OnedataRESTFSSpec is an fsspec filesystem implementation for Onedata, providing a unified interface for accessing Onedata spaces using Python fsspec API.
- Full fsspec compatibility
- Support for reading and writing files
- Directory operations (list, create, remove)
- File metadata access
- Authentication via access tokens
- Environment variable configuration
- URI-based configuration
- OpenTelemetry metrics export
Install from PyPi:
pip install onedatarestfsspec
Install from the local directory:
pip install -e ./onedatarestfsspec- Python >= 3.10
- fsspec >= 2021.10.0
- onedatafilerestclient >= 25.0.0
- aiohttp
import fsspec
# Using explicit parameters
fs = fsspec.filesystem(
'onedata',
onezone_host='https://datahub.egi.eu',
token='your_access_token'
)
# List spaces
spaces = fs.ls('/')
print("Available spaces:", spaces)
# List files in a space
files = fs.ls('/your-space/')
print("Files in space:", files)
# Read a file
with fs.open('/your-space/path/to/file.txt', 'rb') as f:
content = f.read()
# Write a file
with fs.open('/your-space/path/to/newfile.txt', 'wb') as f:
f.write(b'Hello, Onedata!')
# Get file info
info = fs.info('/your-space/path/to/file.txt')

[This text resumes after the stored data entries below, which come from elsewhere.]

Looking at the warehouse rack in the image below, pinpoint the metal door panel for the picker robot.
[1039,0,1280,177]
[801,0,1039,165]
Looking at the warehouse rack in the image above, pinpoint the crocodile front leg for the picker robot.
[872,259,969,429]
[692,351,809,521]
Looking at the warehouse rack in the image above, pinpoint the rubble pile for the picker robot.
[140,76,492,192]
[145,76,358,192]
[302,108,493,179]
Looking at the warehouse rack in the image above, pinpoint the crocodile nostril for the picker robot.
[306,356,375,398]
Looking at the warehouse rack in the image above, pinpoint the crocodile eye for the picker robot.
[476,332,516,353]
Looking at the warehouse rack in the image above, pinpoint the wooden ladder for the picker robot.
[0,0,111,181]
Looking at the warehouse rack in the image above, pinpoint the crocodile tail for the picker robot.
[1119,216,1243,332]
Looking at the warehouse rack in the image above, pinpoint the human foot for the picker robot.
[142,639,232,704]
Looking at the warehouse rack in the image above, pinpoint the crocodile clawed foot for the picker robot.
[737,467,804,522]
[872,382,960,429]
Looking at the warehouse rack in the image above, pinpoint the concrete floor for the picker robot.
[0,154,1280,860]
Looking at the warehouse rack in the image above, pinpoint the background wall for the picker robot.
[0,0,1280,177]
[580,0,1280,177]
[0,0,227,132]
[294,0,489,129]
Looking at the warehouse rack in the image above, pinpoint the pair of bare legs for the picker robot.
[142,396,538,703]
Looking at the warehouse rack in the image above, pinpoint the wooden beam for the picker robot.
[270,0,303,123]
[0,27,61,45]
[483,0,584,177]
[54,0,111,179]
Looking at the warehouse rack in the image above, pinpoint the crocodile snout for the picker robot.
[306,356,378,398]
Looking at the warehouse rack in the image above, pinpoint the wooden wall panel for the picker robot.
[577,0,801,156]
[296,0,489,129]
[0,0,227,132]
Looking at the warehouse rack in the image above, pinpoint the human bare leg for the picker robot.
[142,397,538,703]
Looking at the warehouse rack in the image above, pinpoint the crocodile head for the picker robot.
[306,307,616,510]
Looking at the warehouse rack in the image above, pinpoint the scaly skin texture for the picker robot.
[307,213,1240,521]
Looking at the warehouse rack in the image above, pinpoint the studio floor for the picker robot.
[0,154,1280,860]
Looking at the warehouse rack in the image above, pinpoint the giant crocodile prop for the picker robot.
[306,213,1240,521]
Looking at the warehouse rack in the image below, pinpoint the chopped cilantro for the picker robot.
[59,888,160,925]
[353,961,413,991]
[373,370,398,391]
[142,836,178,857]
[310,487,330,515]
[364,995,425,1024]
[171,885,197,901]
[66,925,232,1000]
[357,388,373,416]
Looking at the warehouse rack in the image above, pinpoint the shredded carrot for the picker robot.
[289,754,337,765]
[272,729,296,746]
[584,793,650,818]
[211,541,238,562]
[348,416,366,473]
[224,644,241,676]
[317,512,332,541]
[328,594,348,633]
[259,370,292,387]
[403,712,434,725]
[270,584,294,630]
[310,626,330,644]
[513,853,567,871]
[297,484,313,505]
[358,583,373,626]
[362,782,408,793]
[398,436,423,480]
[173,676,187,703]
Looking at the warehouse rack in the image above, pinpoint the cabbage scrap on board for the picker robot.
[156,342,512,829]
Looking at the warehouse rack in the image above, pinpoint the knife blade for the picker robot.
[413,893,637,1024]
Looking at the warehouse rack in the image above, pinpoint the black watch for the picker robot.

print("File size:", info['size'])For a full example see here.
Set environment variables for automatic configuration:
export ONEDATA_ONEZONE_HOST="https://datahub.egi.eu"
export ONEDATA_TOKEN="your_access_token"
export ONEDATA_PREFERRED_PROVIDERS="provider1.example.com,provider2.example.com"
export ONEDATA_VERIFY_SSL="true"
export ONEDATA_TIMEOUT="30"Then use without explicit parameters:
import fsspec
# Configuration will be loaded from environment variables
fs = fsspec.filesystem('onedata')import fsspec
# URL format: onedata://token@onezone_host/path?query_params
url = "onedata://your_token@datahub.egi.eu/your-space/path/to/file.txt"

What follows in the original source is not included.